Is there a fair solution? And does it matter? Historically, musicians who weren’t among the top pop stars were never well-paid – isn’t that just the way it goes if you decide to make music your calling? Like writers and fine artists, most of them will never make a living doing exclusively what they love doing? Is this griping equivalent to Metallica’s complaint about Napster – viewed by many as the moaning of a bunch of fat cats who were out of touch? Were recording artists simply spoiled for a few decades and now those days are gone? Even Wagner was always in debt and slept with rich women to get funding – so nothing’s new, right? I know quite a few fine artists who teach – presumably to make ends meet and to allow them the freedom to do what they want. But I don’t see hordes of band-members getting comfy spots in universities anytime soon.
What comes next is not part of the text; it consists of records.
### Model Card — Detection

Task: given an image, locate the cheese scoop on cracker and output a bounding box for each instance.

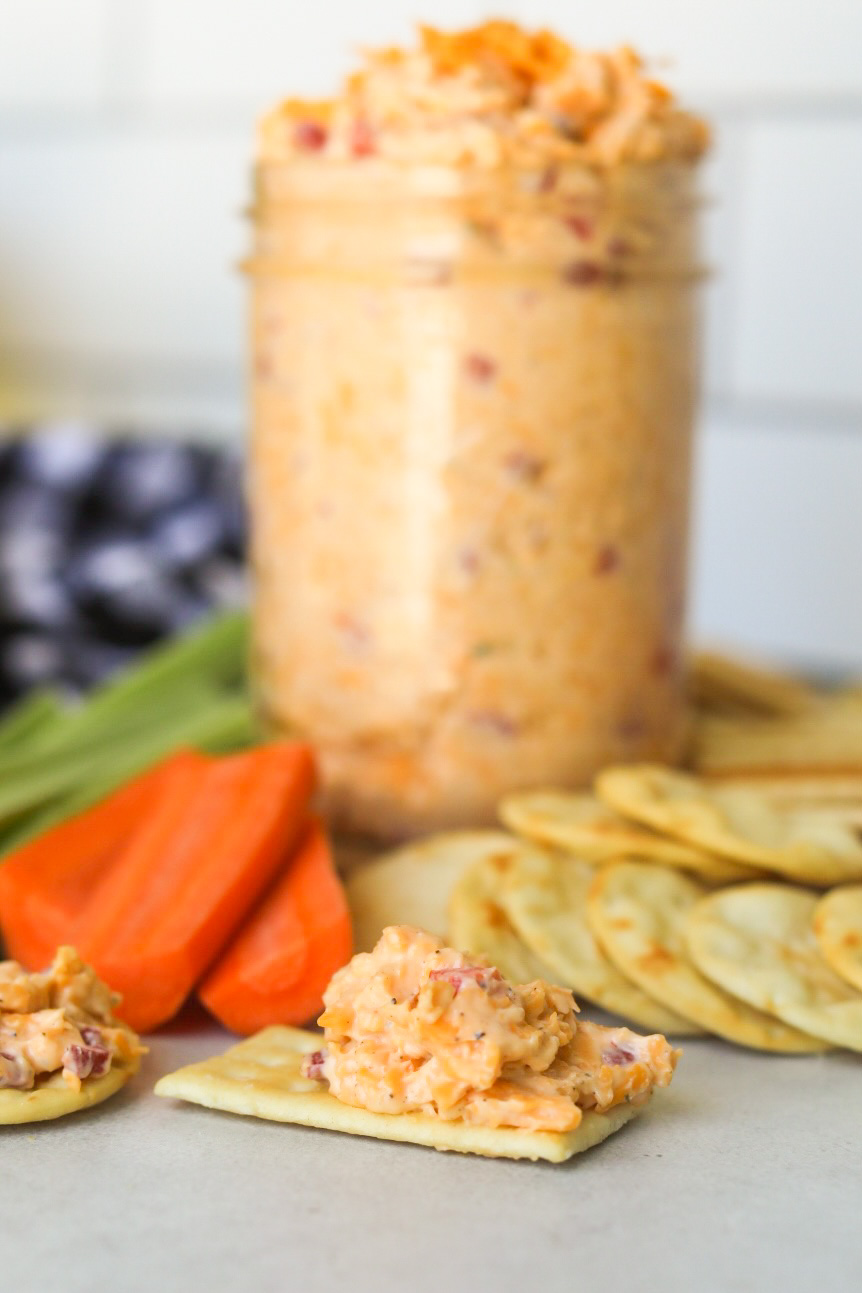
[0,946,144,1124]
[157,925,679,1161]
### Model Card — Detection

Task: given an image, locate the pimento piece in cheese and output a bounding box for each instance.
[301,925,679,1132]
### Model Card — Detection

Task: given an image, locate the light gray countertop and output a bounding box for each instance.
[5,1013,861,1293]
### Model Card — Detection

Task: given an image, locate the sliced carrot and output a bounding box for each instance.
[199,817,351,1034]
[0,751,201,970]
[75,742,317,1033]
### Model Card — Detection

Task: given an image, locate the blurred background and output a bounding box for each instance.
[1,0,861,673]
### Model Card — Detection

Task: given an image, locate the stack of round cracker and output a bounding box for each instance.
[346,654,862,1055]
[500,765,862,1052]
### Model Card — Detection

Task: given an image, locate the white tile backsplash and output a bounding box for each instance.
[503,0,862,101]
[700,120,746,401]
[692,413,862,667]
[137,0,862,107]
[730,119,862,408]
[0,0,112,111]
[140,0,489,108]
[141,0,347,109]
[0,129,248,363]
[1,1,862,662]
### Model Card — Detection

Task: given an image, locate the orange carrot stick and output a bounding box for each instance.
[199,818,351,1034]
[0,752,201,970]
[75,742,317,1033]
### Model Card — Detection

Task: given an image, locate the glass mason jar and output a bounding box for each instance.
[246,159,705,839]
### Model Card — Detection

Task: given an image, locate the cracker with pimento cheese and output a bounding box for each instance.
[0,1059,138,1125]
[0,947,144,1124]
[154,1025,644,1162]
[596,765,862,887]
[587,864,827,1053]
[500,789,758,883]
[686,884,862,1052]
[498,846,703,1035]
[157,926,679,1162]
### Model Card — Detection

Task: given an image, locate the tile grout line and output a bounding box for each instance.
[2,96,862,141]
[1,346,861,436]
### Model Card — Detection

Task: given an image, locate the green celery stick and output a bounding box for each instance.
[0,694,259,856]
[0,611,249,783]
[0,680,236,786]
[0,688,255,830]
[72,610,249,730]
[0,689,67,753]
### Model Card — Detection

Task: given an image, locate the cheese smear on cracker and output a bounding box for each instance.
[0,947,143,1122]
[302,925,679,1133]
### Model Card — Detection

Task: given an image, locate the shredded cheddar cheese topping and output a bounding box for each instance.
[303,926,679,1132]
[259,20,709,168]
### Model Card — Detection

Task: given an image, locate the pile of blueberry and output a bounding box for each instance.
[0,425,248,704]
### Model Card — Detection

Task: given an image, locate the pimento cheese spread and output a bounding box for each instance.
[0,946,143,1092]
[248,21,708,837]
[260,21,709,167]
[302,926,678,1132]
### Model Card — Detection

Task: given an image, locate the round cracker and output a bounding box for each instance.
[686,883,862,1052]
[0,1056,139,1126]
[448,844,561,984]
[690,699,862,777]
[596,765,862,888]
[688,649,817,718]
[714,775,862,815]
[346,831,515,953]
[813,885,862,993]
[500,789,758,883]
[587,864,828,1052]
[499,846,703,1035]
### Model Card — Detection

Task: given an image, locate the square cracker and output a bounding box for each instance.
[154,1026,645,1163]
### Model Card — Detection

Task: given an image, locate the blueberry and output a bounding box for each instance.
[0,482,75,549]
[81,575,210,647]
[149,499,227,570]
[93,441,206,525]
[0,498,74,586]
[0,568,75,631]
[0,435,249,695]
[15,424,105,493]
[68,537,159,602]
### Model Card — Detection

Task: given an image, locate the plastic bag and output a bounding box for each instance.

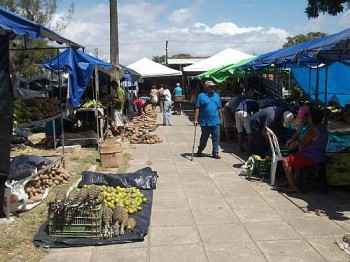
[240,156,255,176]
[78,167,158,190]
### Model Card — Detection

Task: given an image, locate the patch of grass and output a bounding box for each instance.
[1,145,100,262]
[119,153,131,173]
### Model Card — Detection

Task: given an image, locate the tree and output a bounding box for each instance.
[305,0,350,18]
[152,55,165,64]
[0,0,74,32]
[0,1,75,81]
[282,32,327,48]
[152,53,192,64]
[171,53,191,58]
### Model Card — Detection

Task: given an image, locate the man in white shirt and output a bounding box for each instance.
[162,87,172,126]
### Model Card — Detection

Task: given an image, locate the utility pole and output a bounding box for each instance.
[165,40,168,66]
[110,0,119,65]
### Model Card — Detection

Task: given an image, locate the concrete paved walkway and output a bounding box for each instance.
[41,111,350,262]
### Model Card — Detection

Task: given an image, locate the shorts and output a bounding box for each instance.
[113,109,124,126]
[235,111,252,133]
[285,152,314,170]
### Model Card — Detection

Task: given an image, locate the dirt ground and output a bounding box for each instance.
[0,134,129,262]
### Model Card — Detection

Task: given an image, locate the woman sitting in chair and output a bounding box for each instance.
[285,106,312,151]
[280,107,328,193]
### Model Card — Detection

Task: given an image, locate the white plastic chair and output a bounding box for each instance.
[265,127,285,186]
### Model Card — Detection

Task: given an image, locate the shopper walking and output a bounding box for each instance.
[162,86,172,126]
[194,80,223,159]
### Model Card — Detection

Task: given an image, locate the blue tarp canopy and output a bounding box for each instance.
[292,61,350,106]
[242,28,350,71]
[0,6,82,48]
[42,48,115,107]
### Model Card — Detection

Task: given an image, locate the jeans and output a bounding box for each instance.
[198,125,220,155]
[163,100,172,125]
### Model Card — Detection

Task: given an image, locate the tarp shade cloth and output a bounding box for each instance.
[292,61,350,106]
[197,57,256,83]
[246,28,350,70]
[0,6,82,48]
[34,167,157,248]
[183,48,254,72]
[127,57,182,78]
[0,35,12,177]
[42,49,116,107]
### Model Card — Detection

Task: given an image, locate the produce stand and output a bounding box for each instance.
[34,167,158,248]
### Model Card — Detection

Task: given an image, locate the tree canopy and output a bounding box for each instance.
[282,32,327,48]
[305,0,350,18]
[0,0,74,32]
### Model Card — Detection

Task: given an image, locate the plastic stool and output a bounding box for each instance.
[300,162,327,194]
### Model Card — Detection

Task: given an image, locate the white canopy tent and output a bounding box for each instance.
[183,48,254,73]
[127,57,182,78]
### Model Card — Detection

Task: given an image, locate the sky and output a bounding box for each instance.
[55,0,350,65]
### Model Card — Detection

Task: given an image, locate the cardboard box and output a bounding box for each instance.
[99,143,123,168]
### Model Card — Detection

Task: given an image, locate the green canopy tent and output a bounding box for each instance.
[197,57,256,83]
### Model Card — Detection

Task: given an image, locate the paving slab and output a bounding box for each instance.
[197,224,251,244]
[150,210,195,226]
[257,239,326,262]
[192,209,240,225]
[90,246,148,262]
[150,225,201,246]
[204,241,267,262]
[150,244,208,262]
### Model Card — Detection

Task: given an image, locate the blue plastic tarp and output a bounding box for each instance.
[42,49,113,107]
[292,61,350,106]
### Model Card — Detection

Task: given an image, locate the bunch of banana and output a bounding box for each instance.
[82,99,103,109]
[13,99,32,126]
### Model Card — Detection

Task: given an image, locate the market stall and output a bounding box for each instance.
[0,6,82,217]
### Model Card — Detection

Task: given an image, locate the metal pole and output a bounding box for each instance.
[165,40,168,66]
[110,0,119,65]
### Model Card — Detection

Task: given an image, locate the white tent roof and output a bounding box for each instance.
[127,57,182,78]
[183,48,254,72]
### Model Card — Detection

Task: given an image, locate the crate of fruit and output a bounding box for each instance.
[253,155,272,179]
[48,204,103,238]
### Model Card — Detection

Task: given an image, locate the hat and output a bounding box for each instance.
[296,106,310,120]
[204,80,216,88]
[176,83,180,86]
[283,111,293,128]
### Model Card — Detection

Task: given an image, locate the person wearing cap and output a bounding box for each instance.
[173,83,183,115]
[194,80,223,159]
[280,107,329,193]
[286,106,312,150]
[111,80,126,138]
[235,98,260,152]
[249,106,292,156]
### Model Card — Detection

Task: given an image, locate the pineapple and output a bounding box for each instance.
[119,209,129,235]
[53,189,67,212]
[77,187,89,207]
[95,192,105,205]
[101,205,114,239]
[126,218,136,233]
[66,188,80,208]
[111,204,124,236]
[88,185,100,206]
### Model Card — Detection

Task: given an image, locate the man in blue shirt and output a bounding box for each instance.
[173,83,183,115]
[194,80,223,159]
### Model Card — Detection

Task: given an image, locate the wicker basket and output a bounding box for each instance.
[48,204,103,238]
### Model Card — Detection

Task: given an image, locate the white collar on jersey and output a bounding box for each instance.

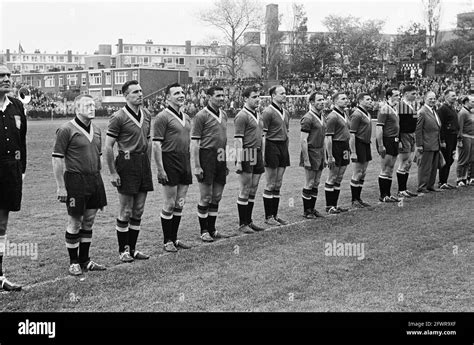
[270,103,285,120]
[309,108,323,125]
[123,106,144,128]
[165,107,186,127]
[205,106,223,123]
[242,107,259,124]
[71,119,94,143]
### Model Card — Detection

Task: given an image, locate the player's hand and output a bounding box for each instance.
[157,169,168,184]
[235,162,243,174]
[440,142,446,148]
[304,160,312,170]
[327,156,335,170]
[110,172,121,187]
[457,140,463,148]
[57,186,67,203]
[194,167,204,182]
[350,152,357,163]
[378,145,386,158]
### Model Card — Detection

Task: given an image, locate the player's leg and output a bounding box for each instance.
[248,173,265,230]
[208,182,225,236]
[198,182,213,241]
[0,210,21,291]
[66,214,83,275]
[237,171,253,233]
[357,162,371,206]
[350,162,365,208]
[161,185,178,252]
[302,169,317,218]
[456,138,469,186]
[273,167,287,224]
[79,208,106,271]
[325,166,339,214]
[334,165,348,211]
[379,155,396,201]
[116,193,134,261]
[128,191,149,259]
[172,184,191,249]
[396,152,411,196]
[310,168,325,217]
[263,167,279,225]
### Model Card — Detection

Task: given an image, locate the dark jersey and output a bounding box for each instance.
[377,103,399,138]
[326,108,350,142]
[234,107,264,149]
[0,96,27,172]
[300,109,325,148]
[350,106,372,144]
[191,106,227,149]
[262,103,290,141]
[153,108,191,153]
[398,100,418,133]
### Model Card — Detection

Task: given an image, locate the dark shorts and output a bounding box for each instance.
[265,140,290,168]
[199,148,227,185]
[332,141,350,167]
[0,159,22,211]
[354,138,372,163]
[115,152,154,195]
[399,132,415,153]
[383,136,399,157]
[239,148,265,174]
[300,147,324,171]
[162,151,193,186]
[64,172,107,216]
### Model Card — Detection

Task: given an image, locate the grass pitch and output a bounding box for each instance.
[0,118,472,312]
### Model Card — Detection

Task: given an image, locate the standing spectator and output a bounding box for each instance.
[456,95,474,186]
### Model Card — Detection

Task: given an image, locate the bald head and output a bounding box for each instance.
[424,91,436,108]
[0,65,12,95]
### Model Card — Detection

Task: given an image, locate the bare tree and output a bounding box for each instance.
[199,0,263,79]
[422,0,441,47]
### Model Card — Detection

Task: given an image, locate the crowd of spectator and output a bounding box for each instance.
[10,74,473,119]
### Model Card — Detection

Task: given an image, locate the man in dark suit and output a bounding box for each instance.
[415,91,445,194]
[437,89,459,189]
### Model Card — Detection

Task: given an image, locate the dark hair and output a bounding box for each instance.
[207,86,224,96]
[461,95,471,104]
[308,91,323,103]
[444,89,455,96]
[357,92,370,103]
[402,85,417,94]
[122,80,139,95]
[242,86,259,99]
[165,83,182,96]
[332,92,345,103]
[385,88,398,100]
[269,85,284,97]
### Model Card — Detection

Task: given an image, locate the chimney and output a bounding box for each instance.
[185,40,191,55]
[67,50,72,62]
[118,39,123,54]
[6,49,10,62]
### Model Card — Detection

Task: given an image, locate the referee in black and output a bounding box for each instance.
[0,65,26,291]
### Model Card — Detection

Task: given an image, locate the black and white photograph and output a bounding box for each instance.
[0,0,473,343]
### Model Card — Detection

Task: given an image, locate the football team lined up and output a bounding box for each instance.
[0,62,473,290]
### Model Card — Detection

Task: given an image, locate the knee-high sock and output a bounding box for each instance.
[378,175,391,198]
[208,203,219,234]
[172,207,183,242]
[325,183,336,208]
[65,231,80,264]
[237,196,248,226]
[160,209,173,244]
[79,229,92,264]
[197,204,209,234]
[310,188,318,210]
[334,182,341,206]
[0,234,5,276]
[359,179,365,200]
[247,194,256,225]
[396,169,408,192]
[350,179,362,202]
[263,189,273,219]
[115,219,129,253]
[128,217,141,254]
[273,190,281,217]
[302,188,312,212]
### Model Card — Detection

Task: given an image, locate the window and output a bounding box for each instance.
[67,74,77,86]
[48,56,54,62]
[115,89,123,95]
[24,76,33,85]
[196,58,205,66]
[115,71,127,84]
[154,48,161,54]
[105,72,111,84]
[131,56,137,64]
[209,59,217,65]
[59,76,64,86]
[58,56,65,62]
[81,74,87,86]
[23,55,29,61]
[34,78,41,87]
[12,55,17,61]
[32,56,38,62]
[175,57,185,65]
[45,76,55,87]
[141,57,149,65]
[163,57,173,64]
[89,73,101,85]
[132,71,138,80]
[145,46,151,53]
[163,47,169,54]
[74,56,79,62]
[124,46,131,53]
[197,69,206,77]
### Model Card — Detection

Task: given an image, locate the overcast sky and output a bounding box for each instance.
[1,0,472,54]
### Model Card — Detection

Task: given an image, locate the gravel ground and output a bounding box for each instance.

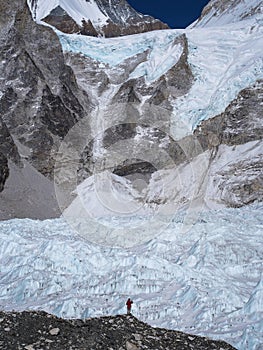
[0,310,237,350]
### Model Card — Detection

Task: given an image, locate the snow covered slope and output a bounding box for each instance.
[0,204,262,350]
[192,0,263,28]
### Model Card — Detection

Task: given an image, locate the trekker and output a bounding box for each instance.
[126,298,133,314]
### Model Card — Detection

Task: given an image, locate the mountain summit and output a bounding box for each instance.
[27,0,169,37]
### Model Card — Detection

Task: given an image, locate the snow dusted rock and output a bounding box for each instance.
[0,311,236,350]
[27,0,169,37]
[192,0,263,28]
[111,33,194,104]
[194,80,263,207]
[65,80,263,212]
[63,32,194,186]
[195,81,263,149]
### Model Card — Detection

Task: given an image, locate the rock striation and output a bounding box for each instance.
[0,310,237,350]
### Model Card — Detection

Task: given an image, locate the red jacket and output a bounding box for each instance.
[126,299,133,308]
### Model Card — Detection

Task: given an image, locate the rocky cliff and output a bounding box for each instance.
[0,0,91,219]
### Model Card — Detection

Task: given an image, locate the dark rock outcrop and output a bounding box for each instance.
[195,80,263,149]
[0,153,9,192]
[0,0,90,217]
[113,159,157,183]
[99,16,169,38]
[0,0,90,178]
[0,310,237,350]
[42,6,80,34]
[0,117,20,166]
[0,115,21,193]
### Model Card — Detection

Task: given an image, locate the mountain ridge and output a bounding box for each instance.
[27,0,169,37]
[192,0,262,27]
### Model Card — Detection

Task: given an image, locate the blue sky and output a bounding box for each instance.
[128,0,210,28]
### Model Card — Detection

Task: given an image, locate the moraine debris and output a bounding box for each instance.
[0,310,237,350]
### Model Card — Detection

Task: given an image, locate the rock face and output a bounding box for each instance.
[0,311,237,350]
[193,80,263,207]
[0,117,21,192]
[195,80,263,148]
[0,0,91,218]
[0,153,9,192]
[42,6,80,34]
[28,0,169,38]
[139,81,263,209]
[0,0,89,177]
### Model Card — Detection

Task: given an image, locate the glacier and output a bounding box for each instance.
[58,29,183,73]
[0,204,262,350]
[57,17,263,138]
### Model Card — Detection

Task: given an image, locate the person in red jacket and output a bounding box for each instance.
[126,298,133,314]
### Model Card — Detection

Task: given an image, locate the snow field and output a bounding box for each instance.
[194,0,263,28]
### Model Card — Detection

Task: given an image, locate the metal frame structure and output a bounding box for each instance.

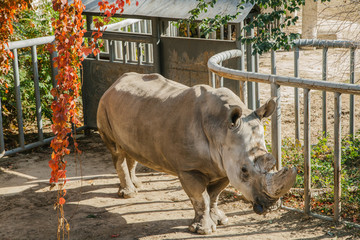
[1,36,87,157]
[207,39,360,228]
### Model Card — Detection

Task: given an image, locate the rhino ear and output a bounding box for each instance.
[255,97,277,120]
[228,106,242,129]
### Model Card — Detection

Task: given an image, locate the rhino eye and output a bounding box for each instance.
[241,167,248,173]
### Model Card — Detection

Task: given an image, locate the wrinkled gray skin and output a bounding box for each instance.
[97,72,297,235]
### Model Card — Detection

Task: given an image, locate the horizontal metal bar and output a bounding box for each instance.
[281,205,360,229]
[208,50,360,95]
[101,19,142,31]
[2,126,88,157]
[7,36,55,50]
[293,39,360,49]
[84,31,153,43]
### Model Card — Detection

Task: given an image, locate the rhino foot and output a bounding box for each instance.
[210,208,228,225]
[132,178,142,188]
[189,216,216,235]
[118,187,137,198]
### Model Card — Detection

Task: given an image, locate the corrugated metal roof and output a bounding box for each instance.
[81,0,254,23]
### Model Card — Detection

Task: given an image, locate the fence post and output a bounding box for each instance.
[322,47,328,137]
[246,19,255,110]
[334,92,342,222]
[236,21,245,102]
[31,45,44,142]
[304,88,311,215]
[350,48,355,137]
[294,47,300,141]
[12,49,25,149]
[271,80,281,170]
[151,17,161,73]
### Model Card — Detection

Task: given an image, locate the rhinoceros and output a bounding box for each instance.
[97,72,296,234]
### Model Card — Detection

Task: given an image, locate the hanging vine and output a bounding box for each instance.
[0,0,30,88]
[49,0,135,238]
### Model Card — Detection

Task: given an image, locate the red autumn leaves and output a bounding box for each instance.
[50,0,134,206]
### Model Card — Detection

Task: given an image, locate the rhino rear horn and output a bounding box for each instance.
[254,153,276,173]
[264,167,297,198]
[255,97,277,119]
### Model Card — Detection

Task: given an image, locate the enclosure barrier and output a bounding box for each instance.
[207,43,360,228]
[85,16,156,68]
[1,36,87,157]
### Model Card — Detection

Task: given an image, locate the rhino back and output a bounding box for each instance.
[97,73,229,179]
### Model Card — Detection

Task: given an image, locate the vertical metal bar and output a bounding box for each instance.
[116,41,122,60]
[31,46,43,142]
[255,50,260,108]
[322,47,328,137]
[220,25,224,40]
[96,43,100,61]
[86,15,93,31]
[144,20,150,63]
[334,92,342,222]
[186,22,190,38]
[236,22,245,102]
[219,62,224,87]
[163,20,170,36]
[137,42,142,65]
[12,49,25,149]
[151,18,161,73]
[109,40,115,62]
[246,19,255,110]
[211,72,216,88]
[271,81,281,170]
[0,97,5,153]
[138,21,141,33]
[50,44,58,88]
[304,88,311,215]
[215,74,222,88]
[122,41,127,64]
[227,24,231,40]
[208,70,213,87]
[140,19,145,34]
[197,23,201,38]
[350,48,355,137]
[129,24,134,61]
[294,47,300,141]
[104,40,109,53]
[271,49,277,75]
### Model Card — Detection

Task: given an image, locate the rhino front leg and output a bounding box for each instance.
[113,151,137,198]
[179,171,216,235]
[207,178,229,225]
[126,156,142,188]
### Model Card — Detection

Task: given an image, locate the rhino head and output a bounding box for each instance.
[221,97,297,214]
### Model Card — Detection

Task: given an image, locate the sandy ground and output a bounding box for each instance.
[1,1,360,239]
[0,133,359,240]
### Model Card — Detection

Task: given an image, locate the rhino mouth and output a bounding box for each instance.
[252,194,278,215]
[252,167,297,215]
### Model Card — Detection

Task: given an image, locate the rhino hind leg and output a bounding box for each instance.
[126,156,142,188]
[113,151,138,198]
[207,178,229,225]
[179,171,216,235]
[99,131,138,198]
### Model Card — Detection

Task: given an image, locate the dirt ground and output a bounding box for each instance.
[0,133,359,240]
[1,1,360,240]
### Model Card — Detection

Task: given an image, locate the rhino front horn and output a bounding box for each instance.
[264,167,297,198]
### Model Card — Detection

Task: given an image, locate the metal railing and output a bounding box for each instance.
[85,17,155,66]
[1,36,86,157]
[207,39,360,227]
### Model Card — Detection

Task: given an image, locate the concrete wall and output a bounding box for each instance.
[82,37,240,128]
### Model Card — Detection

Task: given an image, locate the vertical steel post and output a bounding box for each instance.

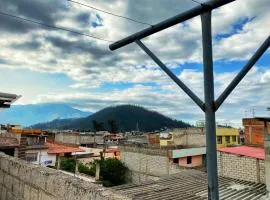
[201,11,219,200]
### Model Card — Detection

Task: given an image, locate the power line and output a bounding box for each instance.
[190,0,210,8]
[0,11,113,42]
[67,0,152,27]
[190,0,203,5]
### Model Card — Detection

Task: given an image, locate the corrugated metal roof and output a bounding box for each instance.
[113,170,267,200]
[218,146,265,160]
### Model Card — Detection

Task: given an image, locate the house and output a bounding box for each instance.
[0,137,19,156]
[243,117,270,146]
[159,128,205,147]
[120,144,206,183]
[216,127,239,148]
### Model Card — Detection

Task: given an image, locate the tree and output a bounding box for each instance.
[92,120,103,132]
[89,158,127,187]
[60,158,76,173]
[108,119,118,133]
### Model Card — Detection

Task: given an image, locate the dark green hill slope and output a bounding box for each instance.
[32,105,190,131]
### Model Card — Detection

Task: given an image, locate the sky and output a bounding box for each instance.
[0,0,269,127]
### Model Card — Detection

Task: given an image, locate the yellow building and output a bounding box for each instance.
[216,128,239,148]
[159,132,173,146]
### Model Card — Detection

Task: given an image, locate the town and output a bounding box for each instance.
[0,0,269,199]
[0,91,269,199]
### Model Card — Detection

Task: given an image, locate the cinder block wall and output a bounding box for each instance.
[0,153,130,200]
[217,152,265,183]
[120,146,183,183]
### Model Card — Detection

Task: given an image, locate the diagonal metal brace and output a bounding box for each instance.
[135,40,205,111]
[215,35,270,111]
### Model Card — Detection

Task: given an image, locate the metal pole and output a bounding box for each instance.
[135,40,205,111]
[201,11,219,200]
[109,0,235,50]
[215,36,270,110]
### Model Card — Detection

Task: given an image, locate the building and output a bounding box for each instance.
[243,118,270,146]
[171,147,206,168]
[120,144,206,183]
[217,146,265,183]
[0,137,19,156]
[159,128,205,147]
[0,92,21,108]
[216,127,239,148]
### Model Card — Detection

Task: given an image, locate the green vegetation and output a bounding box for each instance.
[33,104,191,131]
[90,158,127,187]
[60,158,76,173]
[60,158,127,187]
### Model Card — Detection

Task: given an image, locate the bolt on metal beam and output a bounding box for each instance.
[135,40,205,111]
[109,0,235,51]
[215,36,270,110]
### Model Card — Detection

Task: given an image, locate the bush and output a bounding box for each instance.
[60,158,76,173]
[88,158,127,187]
[78,163,94,176]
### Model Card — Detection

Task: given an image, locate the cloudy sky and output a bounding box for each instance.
[0,0,269,126]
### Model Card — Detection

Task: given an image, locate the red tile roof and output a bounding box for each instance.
[0,137,19,147]
[46,142,84,154]
[218,146,265,160]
I disagree with David Byrne and his Spotify stance


So should the recording industry be saved and do musicians need saving? And note that I say recording industry, not the music industry – they are two different things. I have no interest in saving the recording industry in its current form. The recording industry was set up to exploit musicians. It pays low royalties to musicians for sales of their work in return for providing money to musicians so they can record their work. There are multiple examples of different models within this system – but that is the system as it stands. Me and other musicians have often said that ‘we pay back the mortgage but never own the house’ under this system. What that means is that when a musician signs away their rights to their work they hardly ever get those rights back. The way to avoid being trapped in this system is simple – retain the rights to your copyrights. Those copyrights are a tangible good that a musician should own.